Ben yasakları delmek için belki de ikisini de dinlerdim inatla. Sago o zamanlar daha çok yeraltına hitap ettiği için onu dinlediğimi gören bazı arkadaşlarım “Can, bu adam Türk değil mi? Ne biçim adı var öyle?” diye sorarlardı bana sürekli. Sonra sigara içmesinden, küfürlü şarkılarından söz ederek adeta RTÜK gibi sansürlemeye çalışıyorlardı onu. Üstelik bunları yapanlar dışarıdan bakınca gayet aklı başında insanlardı. 

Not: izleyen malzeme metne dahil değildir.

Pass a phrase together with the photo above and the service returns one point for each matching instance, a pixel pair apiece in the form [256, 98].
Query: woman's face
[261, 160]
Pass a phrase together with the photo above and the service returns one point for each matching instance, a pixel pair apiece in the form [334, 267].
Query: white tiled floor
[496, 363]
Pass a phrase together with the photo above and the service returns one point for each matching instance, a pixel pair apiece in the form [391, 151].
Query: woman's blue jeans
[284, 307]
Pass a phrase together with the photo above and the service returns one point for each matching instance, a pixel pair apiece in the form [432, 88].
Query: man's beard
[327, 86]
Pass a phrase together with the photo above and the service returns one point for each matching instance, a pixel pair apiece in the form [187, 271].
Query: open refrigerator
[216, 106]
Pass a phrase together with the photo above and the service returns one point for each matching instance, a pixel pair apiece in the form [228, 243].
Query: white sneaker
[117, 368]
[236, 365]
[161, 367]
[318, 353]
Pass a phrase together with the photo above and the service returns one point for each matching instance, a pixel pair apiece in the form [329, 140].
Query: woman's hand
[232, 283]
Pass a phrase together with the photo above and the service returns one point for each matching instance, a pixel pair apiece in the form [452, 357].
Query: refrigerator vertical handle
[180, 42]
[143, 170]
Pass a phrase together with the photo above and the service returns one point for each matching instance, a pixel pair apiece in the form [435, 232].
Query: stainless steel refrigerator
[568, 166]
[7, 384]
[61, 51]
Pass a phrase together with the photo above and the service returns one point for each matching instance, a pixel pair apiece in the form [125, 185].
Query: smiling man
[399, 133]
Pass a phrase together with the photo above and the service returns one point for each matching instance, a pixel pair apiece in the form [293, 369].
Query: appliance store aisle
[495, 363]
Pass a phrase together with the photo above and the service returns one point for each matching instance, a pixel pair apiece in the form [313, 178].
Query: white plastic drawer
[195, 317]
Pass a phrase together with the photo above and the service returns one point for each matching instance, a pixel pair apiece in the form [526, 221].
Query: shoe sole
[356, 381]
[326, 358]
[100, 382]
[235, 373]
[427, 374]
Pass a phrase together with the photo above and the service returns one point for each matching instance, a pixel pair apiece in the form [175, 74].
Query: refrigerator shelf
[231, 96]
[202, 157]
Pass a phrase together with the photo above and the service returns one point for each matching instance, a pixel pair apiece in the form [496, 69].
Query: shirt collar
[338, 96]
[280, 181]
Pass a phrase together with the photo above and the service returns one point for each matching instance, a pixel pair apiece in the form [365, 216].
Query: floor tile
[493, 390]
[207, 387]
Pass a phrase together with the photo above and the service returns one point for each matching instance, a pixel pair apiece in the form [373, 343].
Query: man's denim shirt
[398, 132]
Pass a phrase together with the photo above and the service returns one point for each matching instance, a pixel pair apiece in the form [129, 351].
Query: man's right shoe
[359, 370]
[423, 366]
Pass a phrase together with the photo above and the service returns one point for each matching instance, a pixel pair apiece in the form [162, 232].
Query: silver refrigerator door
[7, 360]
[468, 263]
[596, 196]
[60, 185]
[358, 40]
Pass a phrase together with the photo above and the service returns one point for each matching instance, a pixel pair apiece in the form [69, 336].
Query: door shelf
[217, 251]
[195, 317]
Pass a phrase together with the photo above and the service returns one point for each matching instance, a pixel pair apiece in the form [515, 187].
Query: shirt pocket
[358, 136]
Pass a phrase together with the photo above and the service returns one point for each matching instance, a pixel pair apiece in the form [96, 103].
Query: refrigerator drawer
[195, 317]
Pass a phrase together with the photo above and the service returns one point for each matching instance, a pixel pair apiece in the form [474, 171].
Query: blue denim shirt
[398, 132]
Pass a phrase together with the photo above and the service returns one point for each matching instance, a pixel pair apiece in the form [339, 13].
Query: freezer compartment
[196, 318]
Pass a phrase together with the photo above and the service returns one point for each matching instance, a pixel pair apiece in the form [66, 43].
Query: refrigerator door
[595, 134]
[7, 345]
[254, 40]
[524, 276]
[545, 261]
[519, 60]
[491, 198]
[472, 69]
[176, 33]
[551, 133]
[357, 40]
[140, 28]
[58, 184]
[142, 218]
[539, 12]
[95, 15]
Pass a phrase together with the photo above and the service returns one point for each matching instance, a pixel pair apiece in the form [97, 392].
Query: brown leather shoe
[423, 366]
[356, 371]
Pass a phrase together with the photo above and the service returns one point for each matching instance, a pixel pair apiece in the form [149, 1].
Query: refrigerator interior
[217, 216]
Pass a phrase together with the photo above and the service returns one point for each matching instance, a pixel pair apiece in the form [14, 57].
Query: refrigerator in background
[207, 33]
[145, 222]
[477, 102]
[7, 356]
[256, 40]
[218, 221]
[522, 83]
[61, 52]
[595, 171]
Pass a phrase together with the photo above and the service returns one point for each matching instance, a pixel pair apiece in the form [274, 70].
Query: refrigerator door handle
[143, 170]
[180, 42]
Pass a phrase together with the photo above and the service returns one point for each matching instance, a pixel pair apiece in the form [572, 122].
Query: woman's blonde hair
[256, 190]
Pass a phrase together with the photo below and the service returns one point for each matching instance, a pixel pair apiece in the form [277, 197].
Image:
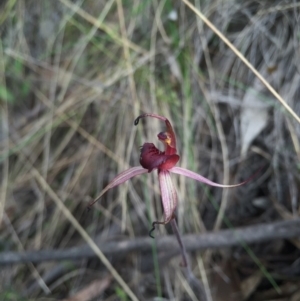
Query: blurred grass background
[75, 74]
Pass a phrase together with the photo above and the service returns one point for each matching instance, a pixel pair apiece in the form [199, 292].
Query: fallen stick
[193, 242]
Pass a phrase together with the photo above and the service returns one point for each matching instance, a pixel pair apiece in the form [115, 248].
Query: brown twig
[193, 242]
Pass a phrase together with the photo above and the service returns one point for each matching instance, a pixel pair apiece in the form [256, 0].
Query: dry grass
[73, 78]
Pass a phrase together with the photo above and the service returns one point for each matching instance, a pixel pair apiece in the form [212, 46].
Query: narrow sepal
[197, 177]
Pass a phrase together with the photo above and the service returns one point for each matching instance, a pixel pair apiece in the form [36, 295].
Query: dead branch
[166, 244]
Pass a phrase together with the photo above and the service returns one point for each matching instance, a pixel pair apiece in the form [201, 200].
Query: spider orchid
[152, 158]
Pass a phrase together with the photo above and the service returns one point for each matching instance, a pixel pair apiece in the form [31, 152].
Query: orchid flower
[164, 162]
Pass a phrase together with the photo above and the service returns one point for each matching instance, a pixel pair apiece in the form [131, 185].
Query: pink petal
[152, 158]
[121, 178]
[197, 177]
[168, 194]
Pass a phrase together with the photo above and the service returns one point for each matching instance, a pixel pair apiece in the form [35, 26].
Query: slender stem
[194, 283]
[182, 247]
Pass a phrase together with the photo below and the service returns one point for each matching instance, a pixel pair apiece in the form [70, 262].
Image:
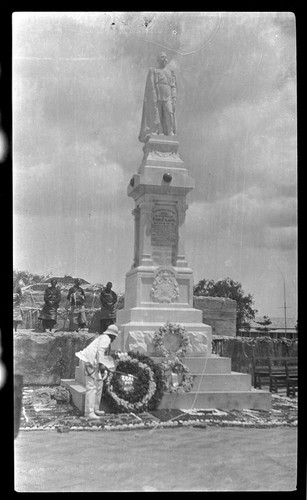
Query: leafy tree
[228, 288]
[265, 323]
[28, 278]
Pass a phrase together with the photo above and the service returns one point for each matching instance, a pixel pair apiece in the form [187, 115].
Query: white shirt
[94, 353]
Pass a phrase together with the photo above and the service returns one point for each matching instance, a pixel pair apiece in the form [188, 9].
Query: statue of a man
[159, 105]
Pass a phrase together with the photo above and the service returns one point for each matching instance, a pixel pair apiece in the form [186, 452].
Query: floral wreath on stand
[135, 386]
[173, 367]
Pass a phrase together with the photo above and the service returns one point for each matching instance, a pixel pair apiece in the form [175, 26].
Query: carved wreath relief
[165, 287]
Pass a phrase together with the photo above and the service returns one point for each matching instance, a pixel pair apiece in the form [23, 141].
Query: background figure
[76, 298]
[52, 298]
[108, 300]
[158, 116]
[94, 361]
[17, 296]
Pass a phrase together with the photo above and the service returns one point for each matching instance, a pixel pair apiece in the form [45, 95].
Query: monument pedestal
[159, 288]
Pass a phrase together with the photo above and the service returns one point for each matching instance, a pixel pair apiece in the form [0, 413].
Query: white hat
[112, 330]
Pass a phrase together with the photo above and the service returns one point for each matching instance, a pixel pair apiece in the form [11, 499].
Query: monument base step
[230, 400]
[254, 399]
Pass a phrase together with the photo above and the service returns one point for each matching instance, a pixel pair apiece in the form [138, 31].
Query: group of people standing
[75, 306]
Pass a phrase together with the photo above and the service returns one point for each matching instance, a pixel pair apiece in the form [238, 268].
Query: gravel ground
[49, 408]
[177, 459]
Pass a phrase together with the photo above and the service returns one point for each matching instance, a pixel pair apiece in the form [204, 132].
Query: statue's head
[162, 59]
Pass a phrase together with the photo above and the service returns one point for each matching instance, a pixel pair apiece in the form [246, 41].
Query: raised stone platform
[215, 386]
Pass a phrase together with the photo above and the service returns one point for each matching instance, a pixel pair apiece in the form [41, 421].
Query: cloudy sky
[78, 87]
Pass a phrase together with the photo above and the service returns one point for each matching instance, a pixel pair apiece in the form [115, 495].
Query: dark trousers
[104, 323]
[48, 324]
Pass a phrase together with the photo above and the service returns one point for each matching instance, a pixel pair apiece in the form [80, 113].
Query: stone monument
[159, 285]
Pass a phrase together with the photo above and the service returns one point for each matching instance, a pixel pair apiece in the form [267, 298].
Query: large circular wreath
[138, 391]
[171, 328]
[175, 366]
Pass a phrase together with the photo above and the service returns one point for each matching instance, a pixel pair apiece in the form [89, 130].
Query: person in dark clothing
[52, 298]
[76, 298]
[108, 300]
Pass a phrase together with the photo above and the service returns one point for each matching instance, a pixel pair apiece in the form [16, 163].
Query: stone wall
[219, 313]
[45, 358]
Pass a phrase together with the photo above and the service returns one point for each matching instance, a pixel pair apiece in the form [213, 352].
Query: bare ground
[177, 459]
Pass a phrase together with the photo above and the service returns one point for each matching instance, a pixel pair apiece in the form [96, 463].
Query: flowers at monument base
[177, 376]
[136, 385]
[171, 329]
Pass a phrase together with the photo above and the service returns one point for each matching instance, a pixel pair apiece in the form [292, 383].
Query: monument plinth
[159, 285]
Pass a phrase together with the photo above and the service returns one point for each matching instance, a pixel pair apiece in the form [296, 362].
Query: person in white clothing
[96, 363]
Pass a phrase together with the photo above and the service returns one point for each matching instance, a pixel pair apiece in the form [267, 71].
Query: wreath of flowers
[171, 328]
[176, 366]
[146, 391]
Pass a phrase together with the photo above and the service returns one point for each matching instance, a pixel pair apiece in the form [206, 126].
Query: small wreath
[139, 386]
[171, 328]
[176, 367]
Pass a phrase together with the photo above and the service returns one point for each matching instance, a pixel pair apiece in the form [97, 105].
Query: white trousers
[93, 386]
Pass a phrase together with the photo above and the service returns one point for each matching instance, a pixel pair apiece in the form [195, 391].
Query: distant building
[275, 330]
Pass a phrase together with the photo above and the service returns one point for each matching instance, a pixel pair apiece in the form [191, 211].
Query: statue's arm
[174, 87]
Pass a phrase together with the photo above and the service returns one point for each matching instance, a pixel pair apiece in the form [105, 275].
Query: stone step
[230, 400]
[199, 364]
[77, 392]
[233, 381]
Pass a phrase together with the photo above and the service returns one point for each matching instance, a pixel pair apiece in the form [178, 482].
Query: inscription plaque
[164, 227]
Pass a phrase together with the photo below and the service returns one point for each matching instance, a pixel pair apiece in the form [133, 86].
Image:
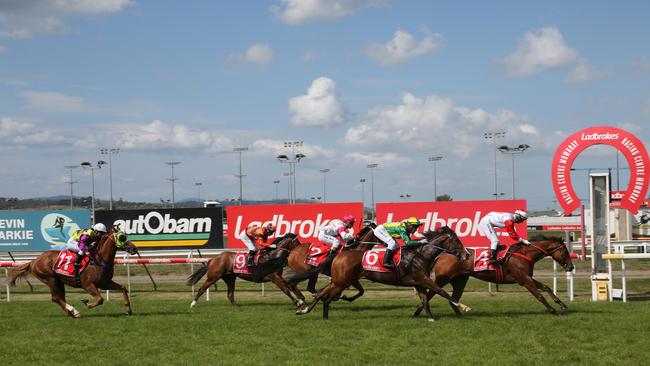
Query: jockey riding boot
[493, 257]
[250, 262]
[388, 259]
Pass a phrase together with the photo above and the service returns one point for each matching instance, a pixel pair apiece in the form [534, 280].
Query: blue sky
[359, 81]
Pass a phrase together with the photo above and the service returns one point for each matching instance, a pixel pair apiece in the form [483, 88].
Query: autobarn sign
[304, 220]
[183, 228]
[461, 216]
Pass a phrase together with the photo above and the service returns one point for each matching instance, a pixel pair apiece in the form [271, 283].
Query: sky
[360, 82]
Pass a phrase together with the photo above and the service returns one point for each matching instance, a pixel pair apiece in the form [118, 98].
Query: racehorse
[413, 271]
[518, 265]
[364, 240]
[98, 274]
[270, 269]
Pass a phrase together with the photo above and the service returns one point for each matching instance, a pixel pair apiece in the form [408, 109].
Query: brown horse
[414, 271]
[363, 241]
[517, 268]
[98, 274]
[270, 269]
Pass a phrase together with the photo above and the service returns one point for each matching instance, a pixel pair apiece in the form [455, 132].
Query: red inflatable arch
[625, 142]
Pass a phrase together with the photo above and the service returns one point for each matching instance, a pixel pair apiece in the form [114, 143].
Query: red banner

Sonra bir kız vardı fakülteden, Elif. İlk aşkım değildi ama ilk defa ciddi ciddi Sagopa dinleyen bir kızla tanışmıştım. İlk aşkımın da adı Elif’ti zaten. Belki de o yüzden ondan o kadar etkilenmiştim. Öyle Sagopa’nın hayranı denilebilecek biri değildi. Genel dinleyiciydi daha çok. Kulağa güzel gelen her şeyi dinlediğini söylerdi. Ama Müslüm Gürses gibi bir usta kulağına güzel gelmiyordu anlaşılan. 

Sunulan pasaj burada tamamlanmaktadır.